Tu emoción primera, o eso recuerdas, fueron las novelas. Ahora descrees de ellas pero de niño te convertías fácilmente en su protagonista. Desde entonces estas convencido de que tu vida es una larga ensoñación. Buscas en tus sentimientos y te lanzas a la confesión, para mostrarte, coqueto, todavía embargado por los afectos de antaño. Nadie se atreve a parecer lo que es y tú has quebrado el maleficio. Y sueñas con la transparencia. Viejo loco, quisieras ser ángel, romper la barrera entre tu conducta y las disposiciones de tu corazón, quebrar la tensión entre ser y parecer. Pero ser hombre es ser carne y llama interior, cuerpo rugoso y opaco de imposible trasparencia.

Fuiste pobre, tacaño y desprendido al mismo tiempo. Repudiaste el lujo y la esclavitud. Sabes que esclavizar esclaviza y buscaste honestamente la sencillez. Te alejaste de los librepensadores y de los jesuitas, y recibiste de ambos su veneno: la burla cruel y taladrante, en forma de libelo o rumor, la ira de los púlpitos, las piedras de los enciclopedistas. Has nacido para ser perseguido. Renunciaste a una pensión del rey y a otra de madame d´Epinay (no quieres que los poderosos dirijan tus pasos). Renunciaste al matrimonio, a tus deberes de padre, a los hijos que diste al hospicio, al Estado y sus instituciones, a la ciudadanía de la que tanto te vanagloriabas. Incluso te has privado de vivir de tus libros (no quieres que el público dirija tus pasos) y te dedicas a copiar partituras. Fuiste apedreado en Ginebra, humillado en París y perseguido en otros países (aunque no tantos como crees). Grimm, Holbach y Voltaire te han ridiculizado. El bueno de Hume te encontró un refugio en Inglaterra y de allí también tuviste que huir.

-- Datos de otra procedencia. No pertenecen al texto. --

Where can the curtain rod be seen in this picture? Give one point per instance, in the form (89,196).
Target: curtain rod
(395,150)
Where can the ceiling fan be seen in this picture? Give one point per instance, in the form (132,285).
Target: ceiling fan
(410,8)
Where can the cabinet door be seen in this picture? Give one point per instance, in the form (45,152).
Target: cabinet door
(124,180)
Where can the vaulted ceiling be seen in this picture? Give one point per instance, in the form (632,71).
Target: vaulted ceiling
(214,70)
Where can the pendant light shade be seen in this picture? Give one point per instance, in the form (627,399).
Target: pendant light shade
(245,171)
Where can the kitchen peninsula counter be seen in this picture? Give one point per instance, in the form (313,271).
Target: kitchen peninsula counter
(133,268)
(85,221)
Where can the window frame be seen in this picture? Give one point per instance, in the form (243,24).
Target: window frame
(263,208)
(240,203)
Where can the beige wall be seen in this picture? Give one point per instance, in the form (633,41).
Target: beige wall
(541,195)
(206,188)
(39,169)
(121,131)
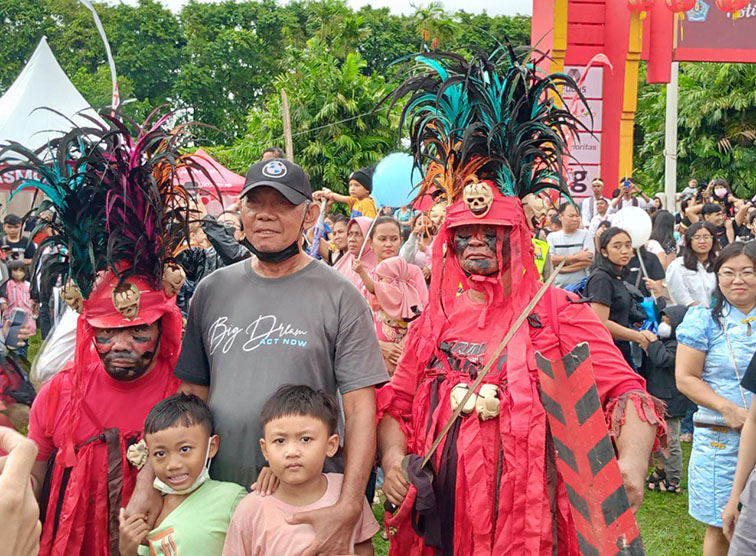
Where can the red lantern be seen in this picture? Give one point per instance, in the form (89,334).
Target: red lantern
(731,6)
(680,6)
(638,6)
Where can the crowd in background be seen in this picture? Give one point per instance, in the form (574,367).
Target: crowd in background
(680,308)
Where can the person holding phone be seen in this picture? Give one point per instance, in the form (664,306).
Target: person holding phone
(17,306)
(630,196)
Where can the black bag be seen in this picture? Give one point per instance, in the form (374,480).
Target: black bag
(637,313)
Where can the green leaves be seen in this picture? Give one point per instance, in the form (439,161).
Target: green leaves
(716,127)
(335,127)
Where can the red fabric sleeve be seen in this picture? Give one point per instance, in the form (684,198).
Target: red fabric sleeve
(616,382)
(578,323)
(37,419)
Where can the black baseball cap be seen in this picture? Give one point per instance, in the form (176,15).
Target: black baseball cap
(286,177)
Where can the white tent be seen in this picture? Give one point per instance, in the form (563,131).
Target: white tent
(42,83)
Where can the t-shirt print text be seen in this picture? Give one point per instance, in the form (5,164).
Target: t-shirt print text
(265,330)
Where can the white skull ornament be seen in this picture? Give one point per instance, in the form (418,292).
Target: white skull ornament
(478,198)
(173,278)
(126,299)
(72,296)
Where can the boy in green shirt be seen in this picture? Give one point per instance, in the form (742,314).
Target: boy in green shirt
(196,510)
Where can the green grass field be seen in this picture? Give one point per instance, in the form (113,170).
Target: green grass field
(665,525)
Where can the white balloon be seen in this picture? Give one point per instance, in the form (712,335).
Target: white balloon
(636,222)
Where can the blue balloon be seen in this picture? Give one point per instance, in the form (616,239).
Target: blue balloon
(394,180)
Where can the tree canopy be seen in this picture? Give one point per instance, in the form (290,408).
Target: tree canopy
(716,127)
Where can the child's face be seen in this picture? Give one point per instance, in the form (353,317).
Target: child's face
(296,446)
(178,454)
(356,189)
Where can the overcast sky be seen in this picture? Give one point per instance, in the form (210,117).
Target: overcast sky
(493,7)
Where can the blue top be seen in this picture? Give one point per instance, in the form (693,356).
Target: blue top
(700,331)
(404,217)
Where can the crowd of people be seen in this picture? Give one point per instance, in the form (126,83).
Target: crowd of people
(251,389)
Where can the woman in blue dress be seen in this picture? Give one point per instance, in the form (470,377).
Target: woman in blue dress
(714,349)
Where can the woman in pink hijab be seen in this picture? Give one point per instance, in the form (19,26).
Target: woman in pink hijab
(400,296)
(357,232)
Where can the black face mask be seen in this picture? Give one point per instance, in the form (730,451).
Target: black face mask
(282,255)
(276,256)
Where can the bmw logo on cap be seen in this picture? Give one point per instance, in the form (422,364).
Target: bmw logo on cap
(274,169)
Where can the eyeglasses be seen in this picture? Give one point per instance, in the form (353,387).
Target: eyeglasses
(730,275)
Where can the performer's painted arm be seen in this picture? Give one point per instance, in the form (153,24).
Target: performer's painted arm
(334,525)
(145,499)
(746,462)
(394,404)
(392,446)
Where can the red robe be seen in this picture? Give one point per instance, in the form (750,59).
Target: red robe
(496,483)
(80,515)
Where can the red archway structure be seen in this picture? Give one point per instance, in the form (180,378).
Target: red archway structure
(603,41)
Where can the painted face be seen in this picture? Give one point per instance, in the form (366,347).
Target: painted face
(339,235)
(716,218)
(127,353)
(619,250)
(355,238)
(296,446)
(12,230)
(356,189)
(177,454)
(737,280)
(386,240)
(475,247)
(271,222)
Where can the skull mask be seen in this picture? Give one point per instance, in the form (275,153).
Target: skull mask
(478,198)
(72,296)
(126,299)
(173,278)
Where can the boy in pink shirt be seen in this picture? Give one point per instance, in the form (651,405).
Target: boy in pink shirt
(299,428)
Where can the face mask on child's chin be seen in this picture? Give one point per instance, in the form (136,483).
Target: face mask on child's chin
(198,482)
(665,330)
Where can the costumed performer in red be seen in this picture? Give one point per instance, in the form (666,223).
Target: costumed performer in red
(118,218)
(487,131)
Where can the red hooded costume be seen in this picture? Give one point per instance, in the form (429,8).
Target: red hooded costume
(89,477)
(118,218)
(495,488)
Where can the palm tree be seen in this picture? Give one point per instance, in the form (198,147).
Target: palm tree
(434,24)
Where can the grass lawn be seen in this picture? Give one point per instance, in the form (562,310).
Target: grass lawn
(665,525)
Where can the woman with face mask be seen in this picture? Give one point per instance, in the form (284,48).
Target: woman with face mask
(714,349)
(690,278)
(357,231)
(609,296)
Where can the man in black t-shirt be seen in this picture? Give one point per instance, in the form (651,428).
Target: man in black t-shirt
(15,245)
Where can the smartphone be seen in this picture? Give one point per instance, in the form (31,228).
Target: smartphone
(17,320)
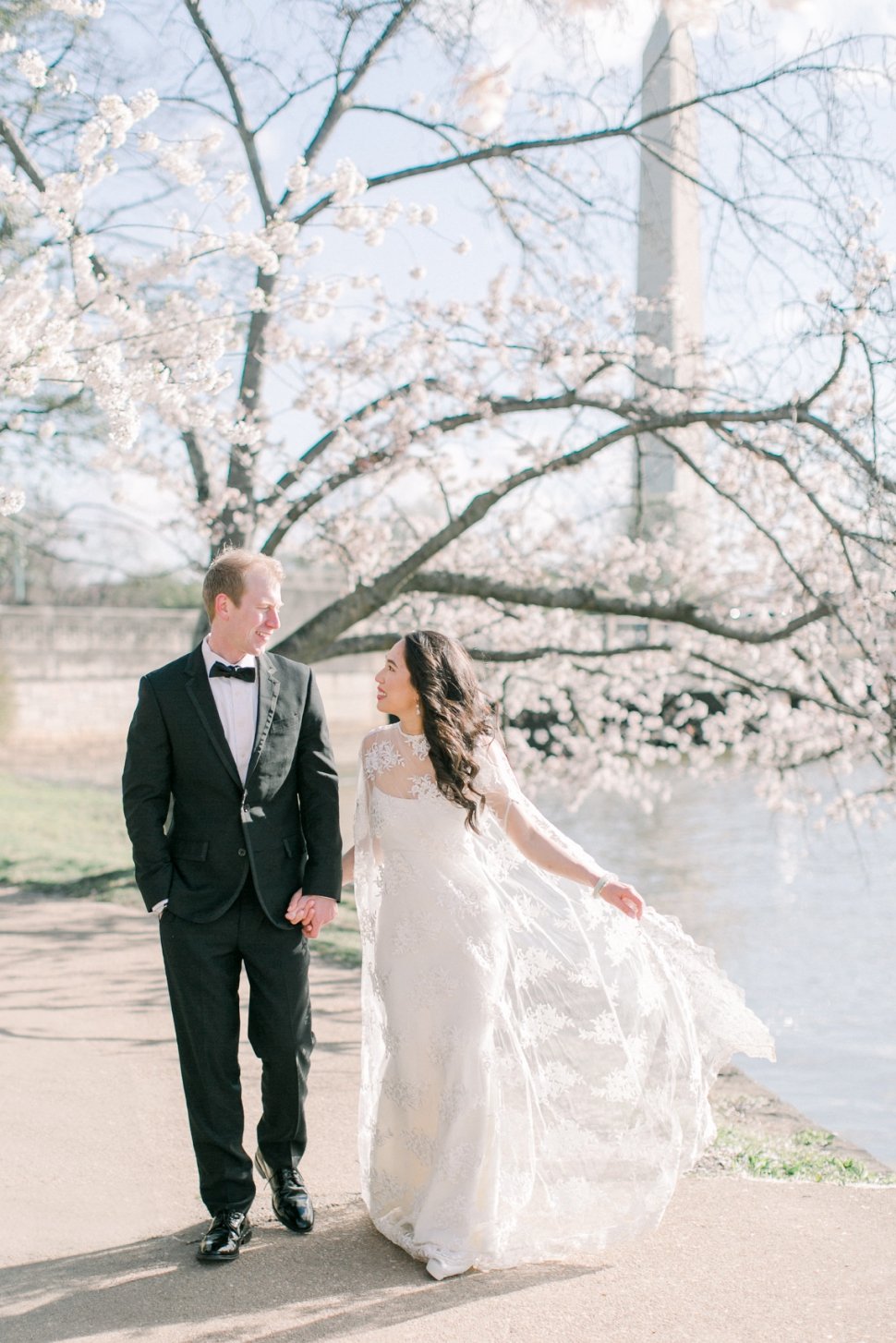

Gozas en la probidad de tus confesiones y te complace verte reflejado en sus páginas. Te amas, te odias. Siempre intensamente. Eres Narciso que, pintado con traje de mujer, se enamora de su retrato. Ni siquiera sabes si paladeas más las elevaciones o las miserias, pero tienes claro que la cadena de tus sentimientos es irrepetible y única. Podrán discutir las fechas y los hechos, pero lo sentido es irrefutable. Ese es tu reino inexpugnable. Tu natural timidez te hizo poco emprendedor con las mujeres. Saciabas tus eróticos furores con la imaginación y te pasarás la vida codiciando y callado junto a las damas que has amado. Prefieres estar a sus pies, obedecer sus órdenes y pedirles constantemente perdón. Poseerás muy poco, pero no dejarás de gozar a tu manera. Ese es tu modo de acordar tu carácter tímido y tu espíritu novelesco. De ahí saldrá La nueva Eloísa y con ella conquistará a las grandes damas de Europa.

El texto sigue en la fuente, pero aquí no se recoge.